The reason why Mojang has been taking action on these hacked clients is simply because they are violating Mojang's copyright.
There is a difference between a mod, and a modified version of a game. Mojang's EULA states that you can make mods for the game, but you can not distribute the game's binaries. These hacked clients weren't mods, they were modified versions of the game. They still had some of the game's original binaries included inside them. The way these hacked clients are able to get around that is by making injection-based clients, kind of like how Forge and Optifine work. If Forge was distributing original binaries from the game, the same thing would happen to it too.
It's not that simple to stop hackers. The only way to stop them are to ban them.
Even then, it is still hard to ban hackers. There is something known as MCLeaks, where hackers have access to almost infinite accounts. And anyone has access to VPNs, in order to bypass IP bans. Some servers actually ban VPNs in order to prevent this by installing plugins that have huge lists of VPNs. There is even a discussion thread about whether or not VPNs should be allowed on Minecraft servers.
Some people give up trying to compete with hackers, so then they become hackers themselves. Then, it just turns into a chain reaction where everyone gives up being legit and starts hacking. It's really sad, and Mojang could stop this by actually making malicious hacks against their EULA. Currently, they do nothing to target hacked clients as a whole, but it looks like this because the way they are distributed actually is against the EULA.

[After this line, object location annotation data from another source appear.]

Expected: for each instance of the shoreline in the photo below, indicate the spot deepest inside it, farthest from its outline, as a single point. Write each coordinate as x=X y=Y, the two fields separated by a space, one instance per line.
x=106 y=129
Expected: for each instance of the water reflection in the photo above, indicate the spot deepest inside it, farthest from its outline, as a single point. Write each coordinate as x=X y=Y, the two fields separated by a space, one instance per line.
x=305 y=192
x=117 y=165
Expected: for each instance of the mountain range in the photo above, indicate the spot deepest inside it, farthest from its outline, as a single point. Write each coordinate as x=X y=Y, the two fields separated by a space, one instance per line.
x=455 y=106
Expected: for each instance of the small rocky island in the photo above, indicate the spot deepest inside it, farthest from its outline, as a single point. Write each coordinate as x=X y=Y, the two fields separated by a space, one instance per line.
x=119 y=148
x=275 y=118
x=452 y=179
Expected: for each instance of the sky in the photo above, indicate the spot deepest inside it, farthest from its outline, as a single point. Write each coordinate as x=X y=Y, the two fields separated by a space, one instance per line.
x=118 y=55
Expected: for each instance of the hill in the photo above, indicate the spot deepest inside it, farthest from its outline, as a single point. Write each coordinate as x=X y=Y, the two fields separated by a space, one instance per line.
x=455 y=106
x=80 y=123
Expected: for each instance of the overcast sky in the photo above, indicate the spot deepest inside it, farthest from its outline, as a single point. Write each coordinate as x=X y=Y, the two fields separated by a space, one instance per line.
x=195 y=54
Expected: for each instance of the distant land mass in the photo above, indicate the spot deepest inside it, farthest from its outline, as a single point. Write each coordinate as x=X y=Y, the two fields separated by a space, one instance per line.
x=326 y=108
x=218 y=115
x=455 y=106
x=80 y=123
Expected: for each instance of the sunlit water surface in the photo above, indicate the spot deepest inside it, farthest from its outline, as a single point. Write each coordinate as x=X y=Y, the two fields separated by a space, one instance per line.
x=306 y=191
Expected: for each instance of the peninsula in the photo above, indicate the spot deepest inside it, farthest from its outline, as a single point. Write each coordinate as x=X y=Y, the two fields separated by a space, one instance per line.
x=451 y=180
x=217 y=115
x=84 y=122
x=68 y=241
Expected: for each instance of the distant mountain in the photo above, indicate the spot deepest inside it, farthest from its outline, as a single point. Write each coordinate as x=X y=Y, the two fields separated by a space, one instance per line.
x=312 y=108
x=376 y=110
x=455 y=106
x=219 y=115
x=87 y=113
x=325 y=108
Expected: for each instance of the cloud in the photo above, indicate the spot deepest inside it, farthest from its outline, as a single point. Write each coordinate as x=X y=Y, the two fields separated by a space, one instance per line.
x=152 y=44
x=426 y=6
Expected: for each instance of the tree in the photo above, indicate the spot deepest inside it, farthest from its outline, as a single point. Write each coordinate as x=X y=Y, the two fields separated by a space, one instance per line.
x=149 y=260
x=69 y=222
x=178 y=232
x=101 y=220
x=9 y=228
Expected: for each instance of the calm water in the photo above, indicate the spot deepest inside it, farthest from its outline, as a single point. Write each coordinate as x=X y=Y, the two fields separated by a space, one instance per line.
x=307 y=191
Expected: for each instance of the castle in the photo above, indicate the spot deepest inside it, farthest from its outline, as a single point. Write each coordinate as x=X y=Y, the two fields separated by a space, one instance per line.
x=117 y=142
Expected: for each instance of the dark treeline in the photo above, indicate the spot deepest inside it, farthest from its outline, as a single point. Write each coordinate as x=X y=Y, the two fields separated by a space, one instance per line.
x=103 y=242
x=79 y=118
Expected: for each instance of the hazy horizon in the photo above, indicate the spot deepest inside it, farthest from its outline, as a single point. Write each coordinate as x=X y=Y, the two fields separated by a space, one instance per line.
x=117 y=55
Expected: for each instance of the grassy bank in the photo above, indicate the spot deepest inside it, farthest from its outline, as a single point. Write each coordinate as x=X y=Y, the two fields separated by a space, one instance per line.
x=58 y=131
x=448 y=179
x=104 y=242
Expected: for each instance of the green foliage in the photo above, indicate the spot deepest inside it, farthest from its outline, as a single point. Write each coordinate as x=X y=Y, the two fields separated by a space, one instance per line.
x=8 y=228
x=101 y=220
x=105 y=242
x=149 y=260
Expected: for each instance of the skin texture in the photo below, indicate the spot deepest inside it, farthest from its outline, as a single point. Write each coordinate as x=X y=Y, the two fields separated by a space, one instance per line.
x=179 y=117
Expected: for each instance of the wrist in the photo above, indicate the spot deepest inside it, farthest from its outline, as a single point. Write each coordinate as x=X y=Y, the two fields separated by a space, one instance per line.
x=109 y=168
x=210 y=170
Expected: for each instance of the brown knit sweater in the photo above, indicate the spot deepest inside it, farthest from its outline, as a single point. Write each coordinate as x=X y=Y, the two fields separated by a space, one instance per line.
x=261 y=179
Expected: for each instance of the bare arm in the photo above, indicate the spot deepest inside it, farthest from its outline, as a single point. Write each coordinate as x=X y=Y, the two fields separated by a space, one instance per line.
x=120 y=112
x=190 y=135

The last part is also not very clear and can easily be circumvented; for example, a hack that lets you give yourself items regardless of whether you can use commands - including items like TNT and bedrock? Or an x-ray mod, stated to let players find ores? What if you instead use it to locate somebody's base so you can grief it?
Also, those hacked clients are only illegal because they are entire working versions of the game, not a few modded files; basically, if you can play the game using nothing more than the mod files (without needing a vanilla Minecraft jar) it is illegal (I've seen people post entire modded jars on these forums when posting a mod they made), and they can easily get around that by only distributing the modified code that adds the hacks (I highly doubt they would have to modify every single class within the game):
You may not distribute any Modded Versions of our Game or software, and we’d appreciate it if you didn’t use Mods for griefing. Basically, Mods are okay to distribute; hacked versions or Modded Versions of the Game client or server software are not okay to distribute.
As with the above this does not prevent somebody from making a mod that helps you to grief - the only way to stop that would be to ban all mods, except for ones which are officially approved or based on an official API that makes it impossible to make a hack/grief mod; of course, either would destroy modding as we know it due to only letting you make certain changes, much like resource packs, which themselves are considered to be a type of "add-on" (the only form of "modding" allowed by many versions of the game; you won't be seeing many hackers, if any, on Console due to mods being forbidden).